/Uncertainty_quantification

computational biology

Primary LanguageJupyter Notebook

Uncertainty_quantification

some useful docs:

https://zhuanlan.zhihu.com/p/26319993

data description:

You are provided with two sample bootstrapping outputs each containing the four following files:

Quant_bootstraps.tsv containing the matrix of bootstrap experiments containing the final count for each transcript in each round of bootstrapping with a row be a bootstrap output and columns be list of transcripts.

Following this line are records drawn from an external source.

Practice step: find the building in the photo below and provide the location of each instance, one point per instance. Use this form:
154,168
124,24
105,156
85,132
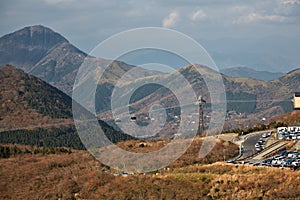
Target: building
297,101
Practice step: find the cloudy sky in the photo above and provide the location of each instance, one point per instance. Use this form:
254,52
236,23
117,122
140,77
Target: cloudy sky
262,34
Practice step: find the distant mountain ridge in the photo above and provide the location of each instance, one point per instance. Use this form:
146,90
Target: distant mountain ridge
33,112
239,72
58,61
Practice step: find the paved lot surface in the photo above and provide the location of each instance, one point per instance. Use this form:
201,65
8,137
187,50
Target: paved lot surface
249,144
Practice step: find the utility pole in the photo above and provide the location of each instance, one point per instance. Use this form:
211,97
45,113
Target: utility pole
201,101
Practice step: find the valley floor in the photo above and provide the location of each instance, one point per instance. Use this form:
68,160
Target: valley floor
78,175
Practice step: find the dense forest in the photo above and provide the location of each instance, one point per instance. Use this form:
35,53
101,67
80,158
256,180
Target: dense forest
64,136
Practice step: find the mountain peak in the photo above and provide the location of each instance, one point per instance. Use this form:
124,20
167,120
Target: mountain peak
25,47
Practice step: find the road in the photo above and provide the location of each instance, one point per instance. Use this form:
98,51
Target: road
249,144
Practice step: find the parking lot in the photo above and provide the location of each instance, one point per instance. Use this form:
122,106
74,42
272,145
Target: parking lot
271,153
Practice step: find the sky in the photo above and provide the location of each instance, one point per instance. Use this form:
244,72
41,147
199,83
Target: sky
260,34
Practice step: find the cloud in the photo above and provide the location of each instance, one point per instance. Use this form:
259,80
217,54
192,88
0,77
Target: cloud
171,20
54,2
198,15
290,2
256,17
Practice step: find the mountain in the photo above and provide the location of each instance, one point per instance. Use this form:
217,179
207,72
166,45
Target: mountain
41,114
46,54
53,59
26,47
28,101
43,53
239,72
248,100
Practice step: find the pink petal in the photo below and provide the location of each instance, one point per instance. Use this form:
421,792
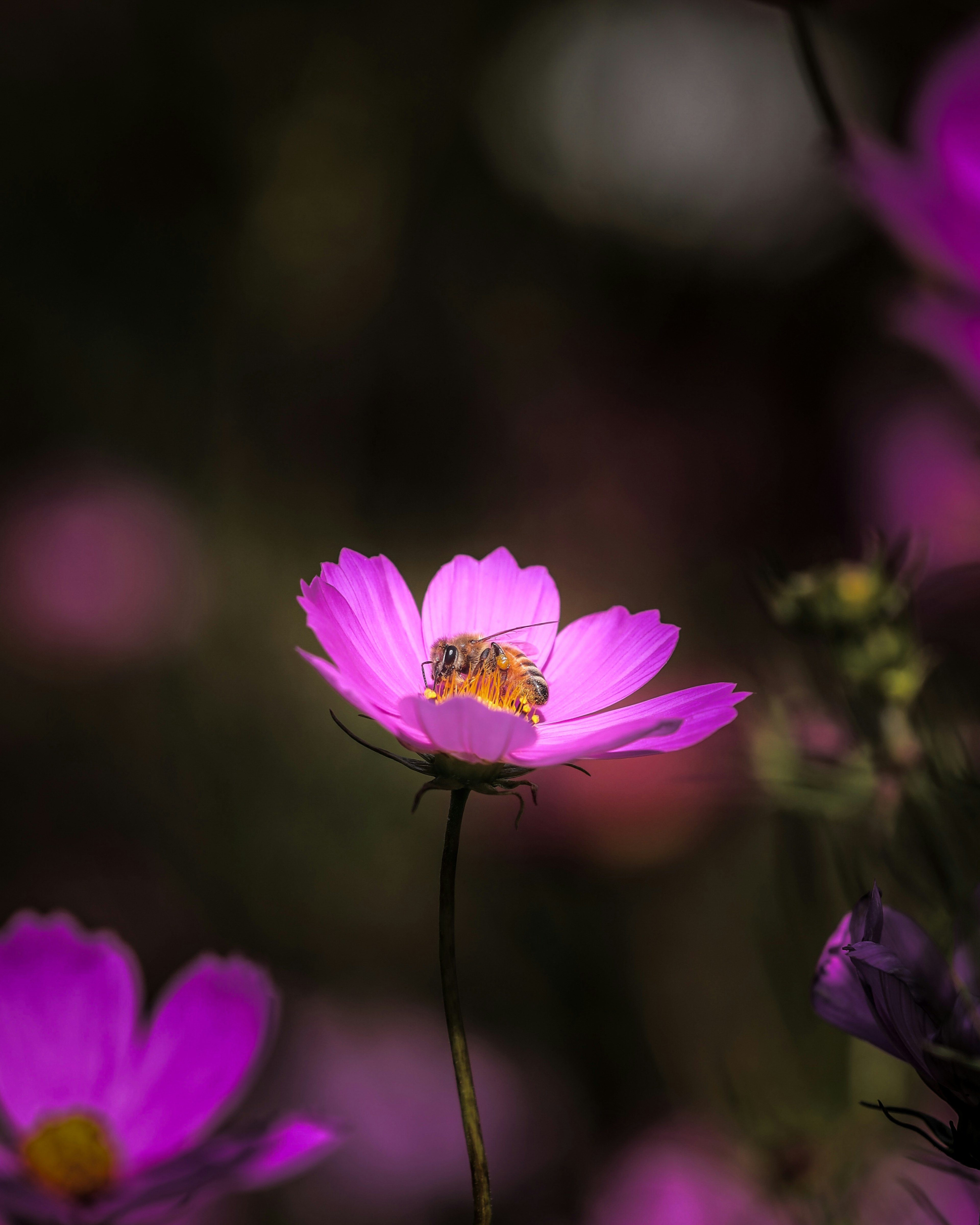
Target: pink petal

Poly_truth.tsv: true counts for each transcript

Eq_classes.txt: list of equivalence classes and their information

Quant.sf: estimated quantifications for each transcript

Project Description:

Salmon is a state-of-the-art tool for measuring gene expression (quantifying the abundance of different RNA transcripts in an experiment). One of the primary benefits of this method is that it is orders of magnitude faster than the competition, while producing results of the same or better accuracy. Salmon determines expression levels by solving a maximum likelihood problem. A result of this formulation is that one often gets accurate estimates of the transcript abundances, but has no notion of confidence in these predictions. That is, predictions can be highly specific and highly accurate, or highly specific and highly inaccurate --- this depends on the “shape” of the likelihood function, and how optimization proceeds. Thus, it is very valuable to provide some measure of confidence in the estimates that are inferred. There are a number of ways to estimate such confidence. One way is “bootstrapping”. This approach treats the observed sample data as the population, samples from the original data a number of times, and reruns the maximum likelihood estimator independently on all of these samples. By looking at the distribution of these different runs, one can form an empirical confidence interval, that provides a notion of the uncertainty of the maximum likelihood point estimate. However, a close inspection on simulated data demonstrates that these empirical intervals fail to capture the uncertainty adequately (i.e., they tend to underestimate the uncertainty).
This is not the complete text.